The space complexity depends on how many unique characters can exist simultaneously inside the sliding window. In the worst case, all characters are distinct.
Test Cases
solution = Solution()
assert solution.lengthOfLongestSubstring("") == 0
# Empty string
assert solution.lengthOfLongestSubstring("a") == 1
# Single character
assert solution.lengthOfLongestSubstring("bbbbb") == 1
# All characters identical
assert solution.lengthOfLongestSubstring("abcabcbb") == 3
# Repeating pattern
assert solution.lengthOfLongestSubstring("pwwkew") == 3
# Duplicate inside sliding window
assert solution.lengthOfLongestSubstring("abcdef") == 6
# All unique characters
assert solution.lengthOfLongestSubstring("abba") == 2
# Duplicate forces multiple left shifts
assert solution.lengthOfLongestSubstring("dvdf") == 3
# Window shrinks and expands correctly
assert solution.lengthOfLongestSubstring(" ") == 1
# Single space character
assert solution.lengthOfLongestSubstring("aab") == 2
# Duplicate at beginning
assert solution.lengthOfLongestSubstring("tmmzuxt") == 5
# Longest substring appears near the end
assert solution.lengthOfLongestSubstring("anviaj") == 5
# Complex overlapping duplicates
assert solution.lengthOfLongestSubstring("abcdefghijklmnopqrstuvwxyz") == 26
# Large unique substring
| Test | Why |
|---|---|
"" |
Validates empty input handling |
"a" |
Smallest non empty string |
"bbbbb" |
All characters repeated |
"abcabcbb" |
Standard repeating pattern |
"pwwkew" |
Validates true substring handling |
"abcdef" |
Entire string is valid |
"abba" |
Tests repeated character inside active window |
"dvdf" |
Ensures shrinking logic works correctly |
" " |
Confirms spaces are treated as characters |
"aab" |
Duplicate at the beginning |
"tmmzuxt" |
Longest substring appears later |
"anviaj" |
Overlapping duplicate regions |
"abcdefghijklmnopqrstuvwxyz" |
Large fully unique substring |
Edge Cases
Empty String
An empty string is an important boundary case because there are no substrings at all. A buggy implementation might incorrectly return 1 or attempt invalid indexing operations.
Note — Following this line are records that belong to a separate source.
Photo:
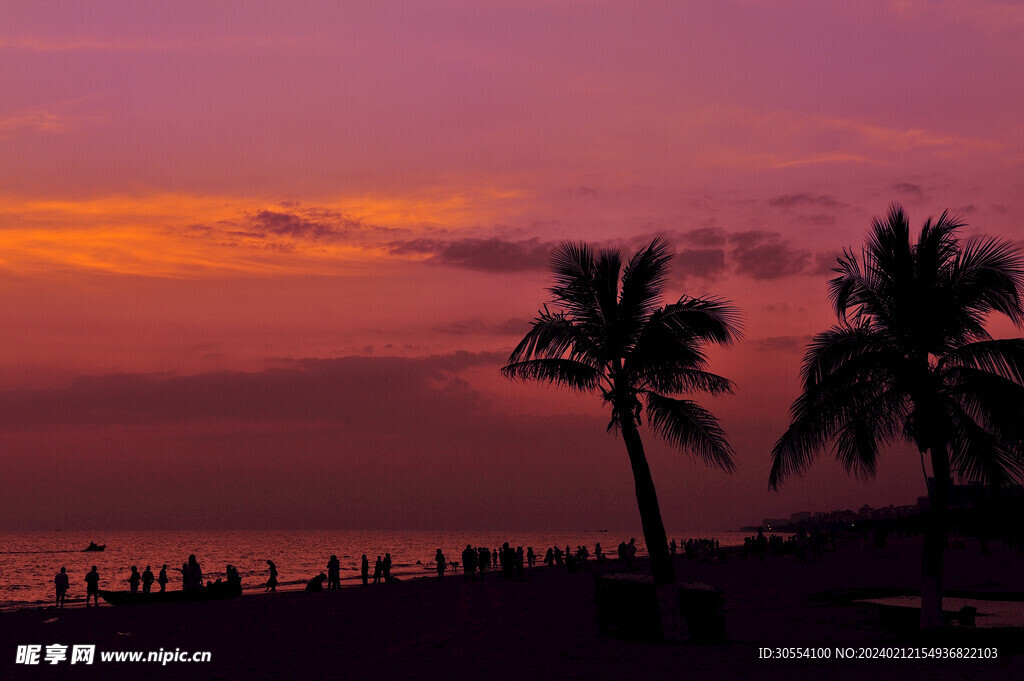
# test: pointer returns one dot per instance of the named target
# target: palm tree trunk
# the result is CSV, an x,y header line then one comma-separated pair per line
x,y
935,541
650,512
666,589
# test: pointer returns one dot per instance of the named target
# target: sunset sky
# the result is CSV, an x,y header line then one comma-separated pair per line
x,y
261,261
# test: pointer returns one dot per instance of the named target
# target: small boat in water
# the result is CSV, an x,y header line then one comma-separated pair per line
x,y
216,591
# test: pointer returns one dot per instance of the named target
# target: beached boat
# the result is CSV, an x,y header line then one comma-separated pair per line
x,y
213,592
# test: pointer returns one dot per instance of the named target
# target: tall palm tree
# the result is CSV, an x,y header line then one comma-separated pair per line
x,y
610,334
910,360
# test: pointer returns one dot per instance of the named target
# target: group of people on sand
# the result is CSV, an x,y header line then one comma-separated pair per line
x,y
192,580
61,583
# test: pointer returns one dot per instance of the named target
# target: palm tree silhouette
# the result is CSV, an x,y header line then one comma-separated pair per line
x,y
621,341
910,360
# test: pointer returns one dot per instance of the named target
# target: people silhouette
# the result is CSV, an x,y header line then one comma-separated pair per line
x,y
92,586
333,573
134,580
271,583
60,583
192,575
631,552
378,569
441,563
315,585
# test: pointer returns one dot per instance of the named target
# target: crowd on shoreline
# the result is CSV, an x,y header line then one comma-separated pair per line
x,y
475,562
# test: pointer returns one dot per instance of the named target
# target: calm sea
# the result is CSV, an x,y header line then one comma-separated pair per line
x,y
29,560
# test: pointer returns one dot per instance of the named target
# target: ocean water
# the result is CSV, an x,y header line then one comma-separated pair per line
x,y
30,560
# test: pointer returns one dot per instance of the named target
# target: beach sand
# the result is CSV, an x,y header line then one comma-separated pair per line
x,y
540,628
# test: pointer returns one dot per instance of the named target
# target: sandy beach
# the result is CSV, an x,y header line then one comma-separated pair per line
x,y
544,626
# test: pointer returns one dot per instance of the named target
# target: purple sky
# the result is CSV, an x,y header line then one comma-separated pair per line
x,y
261,261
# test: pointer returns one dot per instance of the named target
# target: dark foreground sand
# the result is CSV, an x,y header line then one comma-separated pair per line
x,y
539,629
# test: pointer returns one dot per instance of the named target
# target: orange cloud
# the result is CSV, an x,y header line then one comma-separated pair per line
x,y
184,236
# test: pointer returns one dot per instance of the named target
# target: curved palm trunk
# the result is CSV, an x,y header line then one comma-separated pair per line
x,y
935,541
650,512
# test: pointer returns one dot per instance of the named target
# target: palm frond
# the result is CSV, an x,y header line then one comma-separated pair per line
x,y
643,284
704,320
978,455
1004,357
566,373
988,277
689,427
553,335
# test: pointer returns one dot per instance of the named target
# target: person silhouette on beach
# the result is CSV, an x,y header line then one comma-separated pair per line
x,y
333,573
192,575
133,580
60,583
441,563
271,583
92,586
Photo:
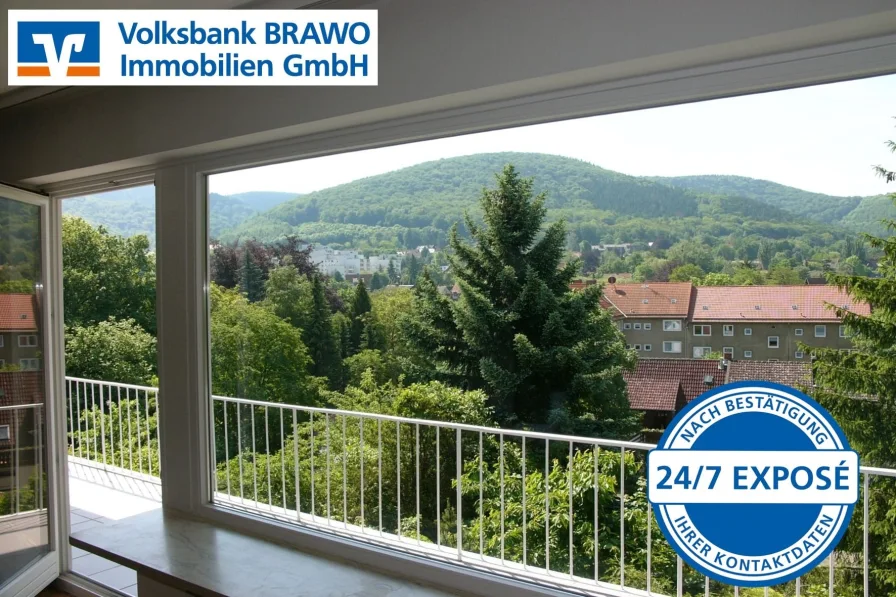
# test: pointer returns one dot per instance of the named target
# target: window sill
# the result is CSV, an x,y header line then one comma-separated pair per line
x,y
199,558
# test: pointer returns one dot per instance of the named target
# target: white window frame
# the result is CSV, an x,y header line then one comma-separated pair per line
x,y
30,364
30,341
182,256
672,344
671,325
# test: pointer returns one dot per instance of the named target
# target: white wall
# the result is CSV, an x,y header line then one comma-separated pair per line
x,y
434,55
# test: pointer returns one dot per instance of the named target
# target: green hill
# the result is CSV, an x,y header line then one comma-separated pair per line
x,y
132,211
862,214
418,205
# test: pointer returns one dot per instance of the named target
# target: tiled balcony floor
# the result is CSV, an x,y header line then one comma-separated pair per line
x,y
99,497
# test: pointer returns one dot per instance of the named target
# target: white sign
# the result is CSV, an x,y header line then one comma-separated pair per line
x,y
192,47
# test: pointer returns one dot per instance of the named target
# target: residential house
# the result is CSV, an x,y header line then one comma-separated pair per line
x,y
19,337
653,317
662,387
769,322
679,320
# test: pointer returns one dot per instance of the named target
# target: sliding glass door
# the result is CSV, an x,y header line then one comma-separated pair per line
x,y
28,549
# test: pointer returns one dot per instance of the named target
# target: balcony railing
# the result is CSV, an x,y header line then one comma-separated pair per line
x,y
558,511
113,426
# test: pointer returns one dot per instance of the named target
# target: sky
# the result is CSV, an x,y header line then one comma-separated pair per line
x,y
823,139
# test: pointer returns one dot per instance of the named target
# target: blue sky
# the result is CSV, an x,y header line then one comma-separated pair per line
x,y
824,139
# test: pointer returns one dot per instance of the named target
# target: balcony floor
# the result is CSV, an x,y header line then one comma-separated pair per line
x,y
98,497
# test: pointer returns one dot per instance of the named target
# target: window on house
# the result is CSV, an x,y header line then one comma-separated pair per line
x,y
29,364
29,341
671,325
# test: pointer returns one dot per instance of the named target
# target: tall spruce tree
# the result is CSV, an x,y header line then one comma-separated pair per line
x,y
542,353
251,278
320,337
859,389
358,312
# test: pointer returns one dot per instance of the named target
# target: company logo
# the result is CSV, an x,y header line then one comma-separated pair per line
x,y
753,484
58,49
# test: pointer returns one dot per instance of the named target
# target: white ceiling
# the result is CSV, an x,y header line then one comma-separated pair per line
x,y
11,95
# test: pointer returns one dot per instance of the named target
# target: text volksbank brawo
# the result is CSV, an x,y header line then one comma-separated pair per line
x,y
193,47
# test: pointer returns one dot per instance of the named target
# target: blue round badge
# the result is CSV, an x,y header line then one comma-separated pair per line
x,y
753,483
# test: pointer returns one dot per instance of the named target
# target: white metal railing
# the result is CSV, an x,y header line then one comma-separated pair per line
x,y
392,481
26,492
313,466
113,426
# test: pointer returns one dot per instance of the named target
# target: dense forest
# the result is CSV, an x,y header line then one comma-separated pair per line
x,y
862,214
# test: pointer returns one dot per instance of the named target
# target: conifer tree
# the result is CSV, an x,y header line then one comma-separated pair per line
x,y
320,337
358,311
859,389
541,352
251,278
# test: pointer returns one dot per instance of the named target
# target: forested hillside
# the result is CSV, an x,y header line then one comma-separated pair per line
x,y
132,211
862,214
418,205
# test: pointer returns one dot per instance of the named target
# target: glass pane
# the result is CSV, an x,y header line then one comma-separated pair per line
x,y
24,530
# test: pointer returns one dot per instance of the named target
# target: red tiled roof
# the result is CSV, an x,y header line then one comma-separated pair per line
x,y
657,299
789,373
17,313
656,381
645,393
776,303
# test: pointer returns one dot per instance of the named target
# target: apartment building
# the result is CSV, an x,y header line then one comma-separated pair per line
x,y
653,317
19,338
739,322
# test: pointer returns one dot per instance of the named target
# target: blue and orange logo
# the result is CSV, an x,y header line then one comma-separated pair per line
x,y
59,49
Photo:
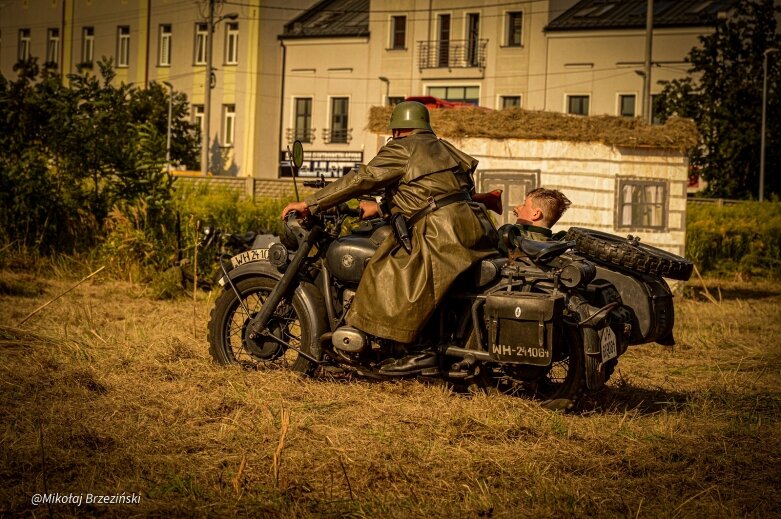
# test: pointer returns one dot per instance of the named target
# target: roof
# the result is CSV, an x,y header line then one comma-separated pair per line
x,y
330,18
631,14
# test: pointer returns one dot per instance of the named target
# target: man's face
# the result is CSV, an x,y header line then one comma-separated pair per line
x,y
526,212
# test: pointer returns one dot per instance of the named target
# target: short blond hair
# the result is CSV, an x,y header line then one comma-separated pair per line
x,y
552,202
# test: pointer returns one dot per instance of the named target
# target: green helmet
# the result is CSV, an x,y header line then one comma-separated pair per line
x,y
410,114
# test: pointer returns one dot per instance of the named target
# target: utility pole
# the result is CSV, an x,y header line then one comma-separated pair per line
x,y
764,119
168,133
207,86
649,28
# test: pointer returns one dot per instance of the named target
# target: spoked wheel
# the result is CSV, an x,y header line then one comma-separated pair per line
x,y
628,252
292,322
563,380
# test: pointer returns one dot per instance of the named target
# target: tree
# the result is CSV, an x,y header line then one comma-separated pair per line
x,y
69,154
723,95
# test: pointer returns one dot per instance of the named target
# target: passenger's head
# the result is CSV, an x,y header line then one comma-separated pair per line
x,y
409,115
542,207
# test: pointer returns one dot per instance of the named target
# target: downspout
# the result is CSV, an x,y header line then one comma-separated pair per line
x,y
282,99
148,36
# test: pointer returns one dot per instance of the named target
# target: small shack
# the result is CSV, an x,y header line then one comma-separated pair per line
x,y
623,176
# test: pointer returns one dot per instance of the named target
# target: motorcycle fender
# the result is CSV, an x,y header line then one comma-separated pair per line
x,y
651,301
255,268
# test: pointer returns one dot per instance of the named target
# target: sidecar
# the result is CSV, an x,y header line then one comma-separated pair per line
x,y
637,271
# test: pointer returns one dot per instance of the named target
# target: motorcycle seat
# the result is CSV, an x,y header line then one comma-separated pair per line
x,y
544,251
489,270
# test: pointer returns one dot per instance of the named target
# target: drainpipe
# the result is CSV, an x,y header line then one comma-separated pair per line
x,y
282,99
148,36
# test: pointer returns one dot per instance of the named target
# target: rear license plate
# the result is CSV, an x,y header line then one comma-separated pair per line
x,y
534,355
249,256
608,343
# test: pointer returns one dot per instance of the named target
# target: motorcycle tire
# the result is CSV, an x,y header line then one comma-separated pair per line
x,y
563,381
610,249
293,322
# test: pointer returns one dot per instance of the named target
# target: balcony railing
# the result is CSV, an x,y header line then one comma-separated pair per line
x,y
337,136
452,54
305,135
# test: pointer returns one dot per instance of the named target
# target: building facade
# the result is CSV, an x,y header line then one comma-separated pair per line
x,y
167,41
299,69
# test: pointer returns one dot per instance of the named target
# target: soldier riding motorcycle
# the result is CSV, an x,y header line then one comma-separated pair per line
x,y
548,322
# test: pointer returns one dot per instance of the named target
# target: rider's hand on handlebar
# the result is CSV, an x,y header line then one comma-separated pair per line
x,y
300,207
369,209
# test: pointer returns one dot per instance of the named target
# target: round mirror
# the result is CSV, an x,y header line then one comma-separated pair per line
x,y
298,154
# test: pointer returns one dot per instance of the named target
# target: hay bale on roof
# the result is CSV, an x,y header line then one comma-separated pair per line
x,y
516,123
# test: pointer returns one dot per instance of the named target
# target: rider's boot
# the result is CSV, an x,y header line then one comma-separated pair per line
x,y
413,363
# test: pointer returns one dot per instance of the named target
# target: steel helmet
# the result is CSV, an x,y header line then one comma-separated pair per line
x,y
410,114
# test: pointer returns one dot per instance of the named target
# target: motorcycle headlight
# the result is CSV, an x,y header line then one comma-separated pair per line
x,y
278,255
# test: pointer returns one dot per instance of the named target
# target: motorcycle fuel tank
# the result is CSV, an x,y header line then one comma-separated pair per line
x,y
347,257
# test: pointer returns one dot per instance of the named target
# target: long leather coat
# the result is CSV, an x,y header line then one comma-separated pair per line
x,y
399,291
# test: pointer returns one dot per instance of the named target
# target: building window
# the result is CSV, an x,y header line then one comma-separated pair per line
x,y
303,122
514,29
510,102
626,105
123,46
228,124
339,133
469,95
87,45
164,59
398,32
201,39
24,44
52,46
577,105
642,204
198,117
232,44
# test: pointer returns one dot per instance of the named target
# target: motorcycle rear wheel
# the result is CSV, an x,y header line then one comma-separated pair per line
x,y
292,322
564,379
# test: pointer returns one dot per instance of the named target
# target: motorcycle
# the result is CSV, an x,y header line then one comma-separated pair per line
x,y
548,320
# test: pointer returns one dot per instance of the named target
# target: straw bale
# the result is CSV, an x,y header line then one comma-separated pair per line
x,y
516,123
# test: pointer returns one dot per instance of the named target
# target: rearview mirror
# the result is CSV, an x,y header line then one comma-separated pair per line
x,y
298,154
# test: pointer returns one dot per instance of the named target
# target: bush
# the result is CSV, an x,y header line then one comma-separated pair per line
x,y
742,239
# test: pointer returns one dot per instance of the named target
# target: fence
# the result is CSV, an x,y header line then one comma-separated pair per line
x,y
252,188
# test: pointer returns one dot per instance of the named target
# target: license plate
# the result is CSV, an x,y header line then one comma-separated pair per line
x,y
249,256
533,355
608,343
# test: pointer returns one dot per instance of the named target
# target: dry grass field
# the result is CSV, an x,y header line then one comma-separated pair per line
x,y
109,391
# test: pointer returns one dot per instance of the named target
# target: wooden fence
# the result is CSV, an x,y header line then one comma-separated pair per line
x,y
250,187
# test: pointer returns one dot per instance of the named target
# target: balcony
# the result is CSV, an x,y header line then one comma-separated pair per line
x,y
305,135
337,136
452,54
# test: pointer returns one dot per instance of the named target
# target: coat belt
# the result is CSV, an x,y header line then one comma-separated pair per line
x,y
436,203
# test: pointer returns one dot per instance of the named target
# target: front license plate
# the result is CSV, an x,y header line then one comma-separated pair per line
x,y
608,343
249,256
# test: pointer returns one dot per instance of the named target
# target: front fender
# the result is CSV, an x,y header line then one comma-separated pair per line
x,y
255,268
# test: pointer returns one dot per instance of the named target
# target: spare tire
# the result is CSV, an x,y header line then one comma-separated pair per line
x,y
629,253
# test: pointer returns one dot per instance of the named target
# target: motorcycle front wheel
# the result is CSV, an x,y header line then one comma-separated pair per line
x,y
292,322
563,380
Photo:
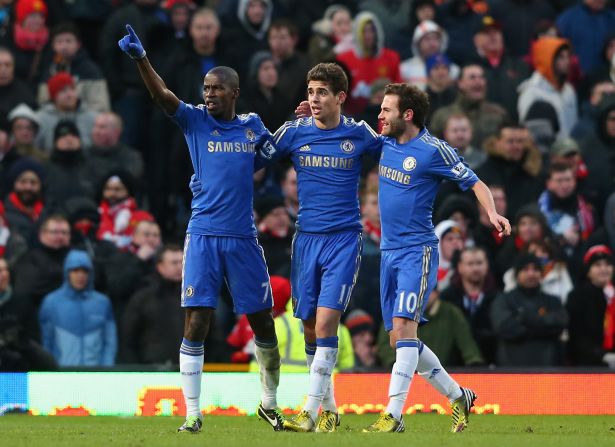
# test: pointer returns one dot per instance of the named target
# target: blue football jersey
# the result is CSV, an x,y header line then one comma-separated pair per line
x,y
328,165
223,155
410,175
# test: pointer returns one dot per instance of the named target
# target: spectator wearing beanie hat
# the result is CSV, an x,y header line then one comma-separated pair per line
x,y
67,174
24,203
274,233
65,104
591,306
440,86
528,322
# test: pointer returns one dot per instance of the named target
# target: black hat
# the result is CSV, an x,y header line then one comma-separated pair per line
x,y
65,127
525,259
266,204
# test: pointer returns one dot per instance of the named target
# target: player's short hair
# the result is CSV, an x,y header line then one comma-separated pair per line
x,y
166,248
558,167
285,23
413,98
330,73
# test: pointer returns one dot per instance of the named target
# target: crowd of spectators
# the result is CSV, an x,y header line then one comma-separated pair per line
x,y
94,178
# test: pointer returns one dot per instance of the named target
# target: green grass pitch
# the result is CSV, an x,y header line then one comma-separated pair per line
x,y
423,430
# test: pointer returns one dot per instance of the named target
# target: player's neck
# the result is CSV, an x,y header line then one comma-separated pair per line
x,y
410,133
329,123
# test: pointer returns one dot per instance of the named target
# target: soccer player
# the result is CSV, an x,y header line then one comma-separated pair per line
x,y
221,242
326,151
412,166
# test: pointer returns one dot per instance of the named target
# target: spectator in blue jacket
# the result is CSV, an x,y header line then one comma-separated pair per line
x,y
77,324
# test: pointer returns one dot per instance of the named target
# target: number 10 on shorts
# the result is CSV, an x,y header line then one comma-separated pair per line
x,y
407,302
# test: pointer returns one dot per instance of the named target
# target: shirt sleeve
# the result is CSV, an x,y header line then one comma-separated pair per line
x,y
448,165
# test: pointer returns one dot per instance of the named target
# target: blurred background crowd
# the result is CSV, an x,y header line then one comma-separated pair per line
x,y
94,178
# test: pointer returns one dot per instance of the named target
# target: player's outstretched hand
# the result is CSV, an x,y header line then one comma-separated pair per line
x,y
303,110
501,224
131,45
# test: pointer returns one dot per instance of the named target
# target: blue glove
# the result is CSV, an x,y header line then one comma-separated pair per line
x,y
131,45
194,185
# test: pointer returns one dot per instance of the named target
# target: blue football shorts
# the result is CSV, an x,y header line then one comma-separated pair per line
x,y
407,277
209,260
324,270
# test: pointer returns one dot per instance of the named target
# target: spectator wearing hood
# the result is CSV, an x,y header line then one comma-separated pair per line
x,y
515,164
368,61
24,203
77,324
599,153
503,72
528,322
274,233
547,100
486,117
67,173
428,40
152,319
67,55
332,34
591,306
24,127
247,34
65,105
13,91
39,270
450,241
529,226
265,96
587,25
30,35
292,65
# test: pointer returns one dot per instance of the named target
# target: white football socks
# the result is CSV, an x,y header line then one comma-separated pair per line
x,y
328,402
191,356
320,374
268,358
406,359
430,368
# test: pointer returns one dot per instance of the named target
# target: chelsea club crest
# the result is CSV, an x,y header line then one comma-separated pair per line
x,y
347,146
409,163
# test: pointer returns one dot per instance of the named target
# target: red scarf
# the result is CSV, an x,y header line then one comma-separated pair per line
x,y
33,213
608,342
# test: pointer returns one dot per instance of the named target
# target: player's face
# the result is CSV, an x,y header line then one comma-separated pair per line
x,y
562,184
219,97
323,103
600,273
393,124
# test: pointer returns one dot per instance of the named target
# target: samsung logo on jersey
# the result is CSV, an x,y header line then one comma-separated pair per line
x,y
218,146
394,174
318,161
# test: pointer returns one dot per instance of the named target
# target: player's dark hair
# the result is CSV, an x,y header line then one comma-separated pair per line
x,y
166,248
410,98
558,167
330,73
229,75
285,23
65,27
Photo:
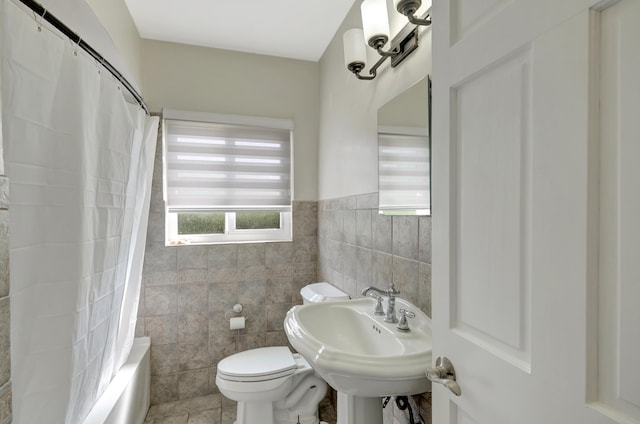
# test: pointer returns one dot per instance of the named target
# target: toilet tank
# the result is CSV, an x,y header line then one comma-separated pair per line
x,y
322,292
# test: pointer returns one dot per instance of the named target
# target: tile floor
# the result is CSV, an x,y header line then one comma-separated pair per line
x,y
212,409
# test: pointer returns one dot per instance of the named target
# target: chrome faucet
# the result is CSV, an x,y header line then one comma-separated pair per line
x,y
391,293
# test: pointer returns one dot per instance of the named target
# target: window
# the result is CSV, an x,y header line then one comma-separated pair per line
x,y
404,171
227,178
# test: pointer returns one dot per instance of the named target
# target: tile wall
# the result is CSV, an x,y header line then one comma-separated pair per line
x,y
5,353
358,247
188,289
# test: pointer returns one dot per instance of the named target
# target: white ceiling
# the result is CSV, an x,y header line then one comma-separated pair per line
x,y
297,29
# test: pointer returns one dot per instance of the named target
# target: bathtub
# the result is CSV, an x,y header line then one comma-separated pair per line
x,y
127,398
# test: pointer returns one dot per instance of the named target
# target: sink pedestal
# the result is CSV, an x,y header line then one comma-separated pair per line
x,y
358,410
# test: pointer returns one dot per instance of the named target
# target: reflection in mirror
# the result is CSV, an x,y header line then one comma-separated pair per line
x,y
404,153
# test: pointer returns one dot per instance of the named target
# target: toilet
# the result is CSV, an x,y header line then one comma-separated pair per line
x,y
272,385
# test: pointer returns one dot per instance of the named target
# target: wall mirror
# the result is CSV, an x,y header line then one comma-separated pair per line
x,y
404,152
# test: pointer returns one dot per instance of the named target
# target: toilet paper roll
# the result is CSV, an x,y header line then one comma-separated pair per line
x,y
236,323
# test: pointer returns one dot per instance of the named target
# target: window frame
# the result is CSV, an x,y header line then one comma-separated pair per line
x,y
231,233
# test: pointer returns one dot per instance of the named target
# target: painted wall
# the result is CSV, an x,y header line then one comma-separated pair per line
x,y
348,111
188,289
116,19
179,76
357,247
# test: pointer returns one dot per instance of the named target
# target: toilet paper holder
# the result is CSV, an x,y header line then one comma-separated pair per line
x,y
234,313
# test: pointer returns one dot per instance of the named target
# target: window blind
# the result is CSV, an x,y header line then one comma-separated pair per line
x,y
404,173
220,166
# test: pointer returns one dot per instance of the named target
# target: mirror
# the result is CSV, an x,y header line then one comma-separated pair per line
x,y
404,152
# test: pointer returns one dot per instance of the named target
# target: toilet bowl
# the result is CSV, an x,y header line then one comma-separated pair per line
x,y
272,385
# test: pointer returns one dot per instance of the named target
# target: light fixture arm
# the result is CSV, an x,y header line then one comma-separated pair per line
x,y
357,67
417,21
409,8
377,42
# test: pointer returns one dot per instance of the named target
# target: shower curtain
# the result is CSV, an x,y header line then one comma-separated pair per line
x,y
79,158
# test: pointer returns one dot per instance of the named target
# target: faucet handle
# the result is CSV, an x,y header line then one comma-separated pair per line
x,y
378,310
403,325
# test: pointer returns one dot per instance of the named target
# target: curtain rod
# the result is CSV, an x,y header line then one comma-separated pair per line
x,y
39,10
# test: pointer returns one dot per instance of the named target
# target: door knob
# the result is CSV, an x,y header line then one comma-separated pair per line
x,y
443,373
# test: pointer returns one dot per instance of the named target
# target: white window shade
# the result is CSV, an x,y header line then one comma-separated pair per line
x,y
218,166
404,173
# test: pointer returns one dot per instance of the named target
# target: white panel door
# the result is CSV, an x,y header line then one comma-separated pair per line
x,y
517,197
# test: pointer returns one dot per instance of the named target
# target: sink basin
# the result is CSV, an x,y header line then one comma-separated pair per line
x,y
359,354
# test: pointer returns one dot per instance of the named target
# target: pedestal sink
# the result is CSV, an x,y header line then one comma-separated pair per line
x,y
360,355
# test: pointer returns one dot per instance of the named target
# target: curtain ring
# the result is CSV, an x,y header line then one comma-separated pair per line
x,y
41,18
76,45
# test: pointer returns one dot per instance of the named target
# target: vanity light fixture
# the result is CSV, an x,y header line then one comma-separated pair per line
x,y
375,24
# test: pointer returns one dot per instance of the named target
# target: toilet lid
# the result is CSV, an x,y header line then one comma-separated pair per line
x,y
264,363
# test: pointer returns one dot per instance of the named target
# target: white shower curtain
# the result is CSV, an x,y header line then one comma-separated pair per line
x,y
79,158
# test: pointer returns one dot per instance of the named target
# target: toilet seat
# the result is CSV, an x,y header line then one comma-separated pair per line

This implementation handles the case naturally. The loop never executes, max_length remains 0, and the correct answer is returned.
All Characters Repeated
A string like "bbbbbb" can expose bugs in window shrinking logic. Some incorrect implementations fail to remove duplicates properly and may incorrectly report larger window sizes.
Here, the while loop guarantees that duplicates are removed before the current character is reinserted. The window size never exceeds 1.
Duplicate Appears Inside Current Window
Cases such as "abba" are tricky because removing only one character is not always enough. When processing the second 'b', the window must continue shrinking until the earlier 'b' is fully removed.
The implementation correctly uses a while loop instead of a single if statement. This ensures the window is fully cleaned before continuing.
Long Unique Segment Near the End
In inputs such as "tmmzuxt", the longest substring appears late in the string rather than near the beginning.
The algorithm continuously updates max_length throughout the scan, so it correctly captures longer windows regardless of where they occur.